Entre l'Europe et les USA, les pratiques en ligne diffèrent. Si le Vieux Continent reste attaché au P2P, les États-Unis s'intéressent plutôt aux services de VOD. Dans ce domaine, deux services génèrent plus de la moitié du trafic quotidien tandis que les échanges en P2P pèsent désormais moins de 10 %.

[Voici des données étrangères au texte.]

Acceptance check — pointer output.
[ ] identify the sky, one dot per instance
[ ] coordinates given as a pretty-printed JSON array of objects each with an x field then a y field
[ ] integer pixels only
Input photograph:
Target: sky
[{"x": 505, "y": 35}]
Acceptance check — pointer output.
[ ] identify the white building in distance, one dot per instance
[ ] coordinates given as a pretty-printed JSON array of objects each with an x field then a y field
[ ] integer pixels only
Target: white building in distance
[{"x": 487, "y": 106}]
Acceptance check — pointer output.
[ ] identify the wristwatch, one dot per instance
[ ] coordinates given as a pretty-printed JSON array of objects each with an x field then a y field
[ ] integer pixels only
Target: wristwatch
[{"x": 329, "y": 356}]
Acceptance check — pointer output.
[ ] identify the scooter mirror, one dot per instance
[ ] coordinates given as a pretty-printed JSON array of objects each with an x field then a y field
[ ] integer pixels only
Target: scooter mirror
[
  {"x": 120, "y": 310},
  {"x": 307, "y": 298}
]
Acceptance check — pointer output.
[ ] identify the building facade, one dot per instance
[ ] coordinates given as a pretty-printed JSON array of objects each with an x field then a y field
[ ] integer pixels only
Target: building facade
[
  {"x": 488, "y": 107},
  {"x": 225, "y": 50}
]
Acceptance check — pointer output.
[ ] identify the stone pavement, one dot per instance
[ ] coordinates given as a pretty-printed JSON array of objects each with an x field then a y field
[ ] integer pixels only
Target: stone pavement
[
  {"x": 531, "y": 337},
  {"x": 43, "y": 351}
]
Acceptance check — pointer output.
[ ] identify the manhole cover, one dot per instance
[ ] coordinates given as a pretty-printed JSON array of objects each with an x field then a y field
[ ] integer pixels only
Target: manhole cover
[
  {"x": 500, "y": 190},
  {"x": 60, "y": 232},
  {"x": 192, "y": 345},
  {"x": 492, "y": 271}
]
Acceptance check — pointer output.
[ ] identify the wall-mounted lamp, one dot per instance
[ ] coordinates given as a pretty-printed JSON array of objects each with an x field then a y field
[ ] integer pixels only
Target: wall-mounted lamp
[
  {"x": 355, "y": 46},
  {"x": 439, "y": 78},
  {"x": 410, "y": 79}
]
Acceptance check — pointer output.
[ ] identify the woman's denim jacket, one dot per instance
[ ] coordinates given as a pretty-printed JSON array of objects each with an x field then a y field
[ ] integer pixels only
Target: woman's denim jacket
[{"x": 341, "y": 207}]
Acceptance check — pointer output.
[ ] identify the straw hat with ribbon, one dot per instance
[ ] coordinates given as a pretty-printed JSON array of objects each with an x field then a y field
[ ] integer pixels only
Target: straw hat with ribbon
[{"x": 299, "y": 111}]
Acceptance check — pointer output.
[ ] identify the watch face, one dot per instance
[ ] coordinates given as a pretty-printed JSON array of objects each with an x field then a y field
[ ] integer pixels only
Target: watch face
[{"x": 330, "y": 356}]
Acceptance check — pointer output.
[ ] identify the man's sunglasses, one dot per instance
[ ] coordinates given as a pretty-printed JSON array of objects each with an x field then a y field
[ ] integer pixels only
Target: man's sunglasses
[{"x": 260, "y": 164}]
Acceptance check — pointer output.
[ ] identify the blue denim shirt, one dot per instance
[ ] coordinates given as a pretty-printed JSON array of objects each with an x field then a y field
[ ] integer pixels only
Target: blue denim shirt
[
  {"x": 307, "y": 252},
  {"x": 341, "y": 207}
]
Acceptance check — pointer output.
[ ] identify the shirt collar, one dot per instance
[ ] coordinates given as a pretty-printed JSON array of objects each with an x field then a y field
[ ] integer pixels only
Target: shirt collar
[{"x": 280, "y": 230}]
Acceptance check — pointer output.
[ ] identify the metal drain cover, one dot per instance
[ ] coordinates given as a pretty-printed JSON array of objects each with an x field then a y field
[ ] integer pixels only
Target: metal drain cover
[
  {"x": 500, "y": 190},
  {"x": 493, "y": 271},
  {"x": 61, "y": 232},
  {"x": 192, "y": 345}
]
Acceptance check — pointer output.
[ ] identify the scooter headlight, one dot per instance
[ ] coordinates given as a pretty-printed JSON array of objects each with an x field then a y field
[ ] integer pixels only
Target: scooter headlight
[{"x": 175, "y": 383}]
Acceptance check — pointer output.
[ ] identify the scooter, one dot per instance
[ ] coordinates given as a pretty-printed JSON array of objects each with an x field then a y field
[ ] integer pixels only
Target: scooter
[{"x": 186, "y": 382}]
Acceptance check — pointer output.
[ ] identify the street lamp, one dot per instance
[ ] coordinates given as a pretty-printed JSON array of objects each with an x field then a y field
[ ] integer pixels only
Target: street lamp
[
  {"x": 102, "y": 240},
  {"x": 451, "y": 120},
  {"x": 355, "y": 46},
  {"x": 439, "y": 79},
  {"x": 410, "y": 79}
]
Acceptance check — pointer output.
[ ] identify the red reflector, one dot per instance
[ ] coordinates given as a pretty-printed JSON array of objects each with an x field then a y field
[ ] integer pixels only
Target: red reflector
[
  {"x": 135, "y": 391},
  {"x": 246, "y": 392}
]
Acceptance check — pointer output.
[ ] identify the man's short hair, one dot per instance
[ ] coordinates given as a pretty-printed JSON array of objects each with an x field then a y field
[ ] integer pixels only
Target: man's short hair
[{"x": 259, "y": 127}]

Le fossé des usages se creuse entre l'Europe et les États-Unis. Alors que les échanges en peer-to-peer (P2P) constituent toujours une part très importante du trafic sur le Vieux Continent, la situation est diamétralement opposée de l'autre côté de l'Atlantique. En effet, le partage de fichiers en P2P pèse aujourd'hui moins de 10 % du trafic quotidien en Amérique du Nord et il devrait encore reculer dans un avenir proche.

Dans son dernier rapport, la société Sandvine, dont la spécialité est l'analyse du trafic en ligne, confirme la progression insolente d'autres pratiques, très gourmandes en bande passante. C'est typiquement le cas de la vidéo : les internautes en sont très friands, à tel point que deux services génèrent plus de la moitié du trafic quotidien aux USA sur les lignes fixes.

Dans le sens descendant, Netflix représente un peu moins d'un tiers du trafic quotidien (31,62 %) tandis que YouTube arrive sur la deuxième marche du podium (18,62 %). Les autres services du même acabit, comme Amazon (1,61 %), Hulu (1,29 %) ou iTunes (3,27 %), vont dans le sens d'une domination des usages à la demande, même si ces trois services ne pèsent pas lourd individuellement.

Pour Sandvine, la dégringolade relative du P2P et la montée en puissance de la vidéo traduisent un basculement dans les pratiques des internautes, puisque ces derniers veulent désormais accéder à du divertissement immédiatement (via la VOD) et non plus vivre une expérience différée (via le P2P, qui implique un téléchargement préalable).

Il convient toutefois de nuancer les mesures de Sandvine. Si la part relative des services de VOD explose effectivement, au détriment de celle représentant le P2P, cela ne signifie pas nécessairement que les internautes américains se détournent tous du peer-to-peer. En valeur absolue, celui-ci progresse toujours (+40 % en six mois en 2012), mais beaucoup moins vite que la vidéo.

Ce décalage entre les États-Unis et l'Europe est-il la démonstration d'une offre légale digne de son nom sur le Vieux Continent ? Bien que Netflix travaille à son développement international (il est présent dans sept pays européens), il n'est toujours pas disponible en France ou en Allemagne. Les alternatives européennes peinent également à s'imposer, à cause peut-être d'un cadre réglementaire inadapté.